Cobertura Sanitaria Universal

  • Francisca Pérez Laborda
  • 23:00
  • 16.04.2018

Hace unos días, concretamente el 7 de abril, se ha celebrado el Día Mundial de la Salud instituido en 1948 por la Organización Mundial de la Salud (OMS). En el 2018 el lema ha sido Cobertura Sanitaria Universal, quizás por eso tal efeméride ha pasado sin pena ni gloria en nuestro país, porque este modelo, por el que los socialistas hemos apostado desde que  Ernest Lluch aprobara la Ley General de Sanidad (1984), sufrió un grave revés con la reforma que acometió, a modo de recortes en 2012, el Partido Popular. 


Seis años después de aquella tropelía contra el sistema sanitario, según la Unión Europea, España es uno de los países donde más han crecido los niveles de desigualdad y se estima, según los datos de REDER, que unas 3.784 personas no han podido acceder a la sanidad española. Resulta alarmante que los colectivos que se incluyen en esas tres mil personas desahuciadas de la sanidad, coincidan con quienes más cruelmente han sufrido los latigazos de la crisis: migrantes en situación irregular, parados de larga duración y pensionistas. Es decir, que aquellos que podían estar en riesgo de exclusión social fueron abandonados a su suerte y despojados de la asistencia sanitaria universal más necesaria.
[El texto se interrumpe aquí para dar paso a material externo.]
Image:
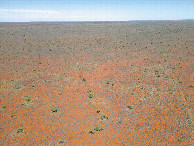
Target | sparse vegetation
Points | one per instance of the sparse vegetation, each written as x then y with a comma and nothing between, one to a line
180,139
28,99
20,130
104,117
91,95
84,79
54,109
4,107
130,106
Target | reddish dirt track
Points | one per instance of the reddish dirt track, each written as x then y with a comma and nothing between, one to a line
140,75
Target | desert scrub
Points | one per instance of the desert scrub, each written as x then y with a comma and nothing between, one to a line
54,109
20,130
61,142
92,131
4,106
91,95
28,99
130,106
96,129
84,79
180,140
17,87
104,117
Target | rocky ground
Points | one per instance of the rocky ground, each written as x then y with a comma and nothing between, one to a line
124,83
Esa ley injusta y terrible, frente a la que nos blindamos en la comunidad de Andalucía, sigue plenamente vigente en algunas comunidades autónomas gobernadas por el Partido Popular. 


En Castilla y León, por ejemplo, la Plataforma en defensa de la Sanidad Pública advierte de  que la sanidad está siendo agredida por  las políticas neoliberales  que van en  contra de una sanidad universal y pública, y solicita la construcción de centros sanitarios en las zonas rurales, ya que su inexistencia obliga a los usuarios a desplazarse a decenas de kilómetros para recibir Atención Primaria. 


En Madrid, los sindicatos médicos denuncian recortes en personal, desinversión en la atención primaria y abandono total y absoluto de las políticas de planificación, coordinación, promoción y prevención. Y por si eso fuera poco, según el Baremo Sanitario del CIS, sólo Castilla y León tiene peor percepción de la Atención Primaria que Madrid. 


Frente a todos estos datos que seguro no resultan novedosos para el PP, tenemos el caso de Andalucía que, aumenta en 2018 un 5,4% sus presupuestos en sanidad; es decir, 9.809 millones de euros destinados, principalmente, a estabilización y aumento de la plantilla sanitaria, a la mejora de la atención primaria, el incremento de la tecnología para pruebas diagnósticas y para la investigación y la generación de conocimiento. 

Por todas estas razones, las mociones y la recogida de firmas que está realizando el PP en las Comarca del Almanzora y Levante son un ejercicio más del cinismo al que nos tiene acostumbrada la derecha y crean alarma y desconfianza en la ciudadanía, sin importarle sembrar el descrédito del sistema sanitario público. Mientras tanto, desde la Junta de Andalucía y el PSOE trabajamos para ofrecer una sanidad pública, universal y gratuita de mayor calidad, destinando uno de cada tres euros de los presupuestos a las políticas sanitarias, haciendo también nuestro ese magnífico lema de “Cobertura Sanitaria Universal”.